Susan came an hour a week to clean. Then in his mid 80's she needed HIS car to go and buy food for him.
She by this time was cleaning, shopping and cooking for him. We lived 5 hrs away and he refused to leave his hometown to live with us.
BIL lived 2 miles away from him but so him maybe 1 or 2 times a month. BIL is a jerk btw!
He had a fall and broke his hip. He recovered from the op but had an upset stomach that kept him in hospital for 8 weeks.
He still would not come home to us and Susan visited daily for those 8 weeks. She then rang us on the Wed after we had seen him on the Sunday(normal self, happy, funny etc) He had refused to be transfered into a nursing home and the hospital had put him on the Liverpool pathway.
Although no one had discussed this with us two days previously.
Got to the hospital on Thursday pm and he was in a coma as Susan had agreed to a syringe driver of morphine being administered.
She had told us and his doctors he would rather die than live in a nursing home. We never got the chance to ask him his wishes. The hospital were very reluctant to discuss it with us as the pathway once started cannot be reversed!!!
He died on Monday never regaining consiousness. We sat by his bed bearly sleeping with susan visiting during the day.
The will was read and he had left Susan a third of his estate, the other two thirds to his sons!!!
My DH was devasted but BIL said if it hadnt been for Susan FIL would have been in a home years before. So nothing was done/said.
She inherited 250k

SirChenjin Sun 24-Mar-13 19:24:22

I can understand your mum not wanting to say anything before now, absolutely. If your DG is of sound mind, I suspect there were things that she had to just let go, but leaving the carer and her DH a house is on a completely different level to selling them a car at a reduced cost.

TheChaoGoesMu Sun 24-Mar-13 17:23:57

Contact the safeguarding team at your local SSD. They need to look into this. Grandad will also need a mental capacity assessment, which they will arrange. Do it sooner rather than later.

It does certainly seem very odd that only now that she has realised she will lose her inheritance that your mother has chosen to act. Why wouldn't she have reported the car and the cash-in-hand to the care agency ages ago? It is pretty obvious this carer was taking advantage.

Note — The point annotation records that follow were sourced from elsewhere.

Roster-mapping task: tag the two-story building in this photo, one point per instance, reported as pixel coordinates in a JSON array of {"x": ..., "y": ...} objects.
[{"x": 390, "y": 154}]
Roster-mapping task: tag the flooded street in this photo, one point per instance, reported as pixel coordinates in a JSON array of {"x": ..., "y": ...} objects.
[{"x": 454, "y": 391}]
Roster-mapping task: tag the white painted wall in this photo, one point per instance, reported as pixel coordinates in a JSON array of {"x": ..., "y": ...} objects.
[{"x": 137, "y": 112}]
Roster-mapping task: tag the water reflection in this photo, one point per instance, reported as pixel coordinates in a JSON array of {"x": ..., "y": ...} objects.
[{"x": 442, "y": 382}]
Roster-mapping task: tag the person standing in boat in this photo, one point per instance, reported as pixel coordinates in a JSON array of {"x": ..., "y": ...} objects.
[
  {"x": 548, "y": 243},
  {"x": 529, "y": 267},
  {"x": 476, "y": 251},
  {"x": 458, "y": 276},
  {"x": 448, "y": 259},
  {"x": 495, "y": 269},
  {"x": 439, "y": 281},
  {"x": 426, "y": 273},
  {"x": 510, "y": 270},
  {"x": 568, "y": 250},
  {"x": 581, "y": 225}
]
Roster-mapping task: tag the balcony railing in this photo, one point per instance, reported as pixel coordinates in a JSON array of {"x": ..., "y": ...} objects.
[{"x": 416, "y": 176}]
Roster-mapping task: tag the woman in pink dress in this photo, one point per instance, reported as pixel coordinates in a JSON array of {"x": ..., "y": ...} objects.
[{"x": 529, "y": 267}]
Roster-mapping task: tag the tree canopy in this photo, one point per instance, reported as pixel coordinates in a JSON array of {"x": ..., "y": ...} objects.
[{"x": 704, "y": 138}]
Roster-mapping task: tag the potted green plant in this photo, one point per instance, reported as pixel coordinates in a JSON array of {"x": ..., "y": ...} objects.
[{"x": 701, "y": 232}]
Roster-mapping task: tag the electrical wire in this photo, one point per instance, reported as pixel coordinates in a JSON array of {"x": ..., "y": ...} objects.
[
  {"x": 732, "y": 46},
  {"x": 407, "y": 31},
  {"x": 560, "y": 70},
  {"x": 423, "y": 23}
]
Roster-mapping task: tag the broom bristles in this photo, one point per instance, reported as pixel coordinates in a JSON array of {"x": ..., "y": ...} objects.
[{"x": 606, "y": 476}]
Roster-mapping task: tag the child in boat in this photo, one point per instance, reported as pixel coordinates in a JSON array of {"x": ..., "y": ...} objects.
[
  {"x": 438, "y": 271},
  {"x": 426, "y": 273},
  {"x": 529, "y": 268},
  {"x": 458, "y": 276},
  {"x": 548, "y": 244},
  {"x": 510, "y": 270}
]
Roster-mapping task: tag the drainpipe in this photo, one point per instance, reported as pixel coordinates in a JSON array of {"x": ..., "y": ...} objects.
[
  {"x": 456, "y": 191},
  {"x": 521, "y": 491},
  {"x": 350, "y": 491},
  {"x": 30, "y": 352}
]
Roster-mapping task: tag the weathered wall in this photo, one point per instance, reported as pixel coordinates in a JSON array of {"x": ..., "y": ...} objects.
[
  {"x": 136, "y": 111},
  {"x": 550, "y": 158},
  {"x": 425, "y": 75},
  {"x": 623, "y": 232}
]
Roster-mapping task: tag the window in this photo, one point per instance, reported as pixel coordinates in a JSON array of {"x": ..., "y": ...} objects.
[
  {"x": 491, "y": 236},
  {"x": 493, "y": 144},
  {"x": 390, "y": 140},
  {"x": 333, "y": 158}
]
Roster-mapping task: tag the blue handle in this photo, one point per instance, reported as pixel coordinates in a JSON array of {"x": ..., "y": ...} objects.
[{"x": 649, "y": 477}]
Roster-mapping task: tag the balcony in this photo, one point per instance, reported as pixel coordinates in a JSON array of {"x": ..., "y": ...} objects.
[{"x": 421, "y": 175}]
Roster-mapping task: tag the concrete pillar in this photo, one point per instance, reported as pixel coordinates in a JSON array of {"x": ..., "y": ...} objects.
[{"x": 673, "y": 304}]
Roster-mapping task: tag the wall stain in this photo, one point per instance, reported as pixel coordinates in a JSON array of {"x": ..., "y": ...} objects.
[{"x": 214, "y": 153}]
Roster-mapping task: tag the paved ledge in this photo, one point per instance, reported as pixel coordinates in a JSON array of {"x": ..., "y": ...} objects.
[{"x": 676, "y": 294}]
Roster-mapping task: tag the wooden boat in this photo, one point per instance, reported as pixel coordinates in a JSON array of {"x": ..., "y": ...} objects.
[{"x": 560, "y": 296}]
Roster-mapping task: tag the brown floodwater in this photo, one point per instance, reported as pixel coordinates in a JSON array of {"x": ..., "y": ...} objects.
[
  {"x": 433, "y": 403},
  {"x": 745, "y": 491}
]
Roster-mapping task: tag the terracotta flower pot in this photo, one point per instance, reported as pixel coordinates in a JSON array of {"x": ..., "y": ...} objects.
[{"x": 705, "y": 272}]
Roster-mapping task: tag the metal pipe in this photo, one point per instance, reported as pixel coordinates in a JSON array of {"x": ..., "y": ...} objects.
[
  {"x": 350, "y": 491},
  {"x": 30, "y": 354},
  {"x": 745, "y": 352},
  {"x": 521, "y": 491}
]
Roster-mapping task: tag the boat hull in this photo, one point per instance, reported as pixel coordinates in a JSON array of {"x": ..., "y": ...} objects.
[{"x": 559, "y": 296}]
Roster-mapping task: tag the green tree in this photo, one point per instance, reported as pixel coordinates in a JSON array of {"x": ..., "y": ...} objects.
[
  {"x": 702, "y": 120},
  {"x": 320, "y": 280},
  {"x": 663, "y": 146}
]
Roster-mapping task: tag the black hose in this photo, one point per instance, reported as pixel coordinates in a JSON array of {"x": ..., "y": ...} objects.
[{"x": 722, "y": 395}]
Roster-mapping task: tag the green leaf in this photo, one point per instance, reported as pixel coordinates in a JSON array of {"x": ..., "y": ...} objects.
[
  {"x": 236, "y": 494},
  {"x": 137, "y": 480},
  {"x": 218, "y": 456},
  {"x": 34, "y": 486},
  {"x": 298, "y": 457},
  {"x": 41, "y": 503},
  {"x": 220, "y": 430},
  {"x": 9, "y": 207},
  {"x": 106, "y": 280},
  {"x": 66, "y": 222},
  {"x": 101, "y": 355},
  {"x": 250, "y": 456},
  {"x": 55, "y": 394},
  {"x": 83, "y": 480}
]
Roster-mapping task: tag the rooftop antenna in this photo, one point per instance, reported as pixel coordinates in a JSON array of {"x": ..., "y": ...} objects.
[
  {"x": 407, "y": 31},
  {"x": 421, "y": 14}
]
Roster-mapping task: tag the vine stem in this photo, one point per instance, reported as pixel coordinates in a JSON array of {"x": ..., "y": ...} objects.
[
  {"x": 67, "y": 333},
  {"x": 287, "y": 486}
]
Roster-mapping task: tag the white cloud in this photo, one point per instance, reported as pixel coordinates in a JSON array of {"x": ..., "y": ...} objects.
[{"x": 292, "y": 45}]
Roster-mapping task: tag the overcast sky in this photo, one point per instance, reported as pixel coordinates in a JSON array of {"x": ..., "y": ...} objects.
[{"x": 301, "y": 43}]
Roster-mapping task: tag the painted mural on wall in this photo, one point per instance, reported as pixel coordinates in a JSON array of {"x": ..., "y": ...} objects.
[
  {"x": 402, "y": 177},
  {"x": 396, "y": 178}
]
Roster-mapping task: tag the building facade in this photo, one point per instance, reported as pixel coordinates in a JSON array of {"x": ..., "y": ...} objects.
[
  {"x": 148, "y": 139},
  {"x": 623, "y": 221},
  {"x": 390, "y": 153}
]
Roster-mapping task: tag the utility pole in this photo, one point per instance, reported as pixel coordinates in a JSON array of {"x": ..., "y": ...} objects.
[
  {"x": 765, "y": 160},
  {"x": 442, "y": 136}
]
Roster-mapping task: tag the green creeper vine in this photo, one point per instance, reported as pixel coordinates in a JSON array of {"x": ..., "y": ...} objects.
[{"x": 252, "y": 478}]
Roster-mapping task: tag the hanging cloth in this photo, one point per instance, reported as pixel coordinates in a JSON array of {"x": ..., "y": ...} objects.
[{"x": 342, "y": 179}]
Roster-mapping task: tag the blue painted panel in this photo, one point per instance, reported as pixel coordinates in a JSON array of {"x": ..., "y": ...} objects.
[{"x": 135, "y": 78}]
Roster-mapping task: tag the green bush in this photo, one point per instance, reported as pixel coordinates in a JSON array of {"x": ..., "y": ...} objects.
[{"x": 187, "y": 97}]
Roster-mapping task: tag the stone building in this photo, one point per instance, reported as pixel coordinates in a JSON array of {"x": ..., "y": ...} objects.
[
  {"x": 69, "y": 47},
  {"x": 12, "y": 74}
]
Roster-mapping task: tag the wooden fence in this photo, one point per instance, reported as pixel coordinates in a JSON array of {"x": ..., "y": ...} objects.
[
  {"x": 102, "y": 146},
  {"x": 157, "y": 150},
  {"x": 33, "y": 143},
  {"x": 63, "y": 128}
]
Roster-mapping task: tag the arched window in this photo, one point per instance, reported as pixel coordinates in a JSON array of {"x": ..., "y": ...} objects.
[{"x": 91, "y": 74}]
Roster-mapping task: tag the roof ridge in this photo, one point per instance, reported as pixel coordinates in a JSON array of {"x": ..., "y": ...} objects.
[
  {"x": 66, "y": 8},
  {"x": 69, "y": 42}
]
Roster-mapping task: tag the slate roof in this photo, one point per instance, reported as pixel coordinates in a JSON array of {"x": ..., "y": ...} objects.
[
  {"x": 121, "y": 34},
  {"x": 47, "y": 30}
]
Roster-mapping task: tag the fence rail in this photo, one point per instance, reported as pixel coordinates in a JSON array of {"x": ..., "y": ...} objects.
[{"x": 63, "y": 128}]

However, I do understand to some extent the not wanting to upset. We care for an elderly relative who has a friend who is lovely to her (no financial gain) but hates dh and I and has basically slandered us to her neighbours saying we are stealing her money (for the record, we aren't and aren't beneficiaries of her will). We have ignored these accusations because she is kind to our relative, in any other circumstances I would have had her contacted by our solicitor.

Anyway you have had lots of good advice, I hope your mother can sort this situation out as soon as possible.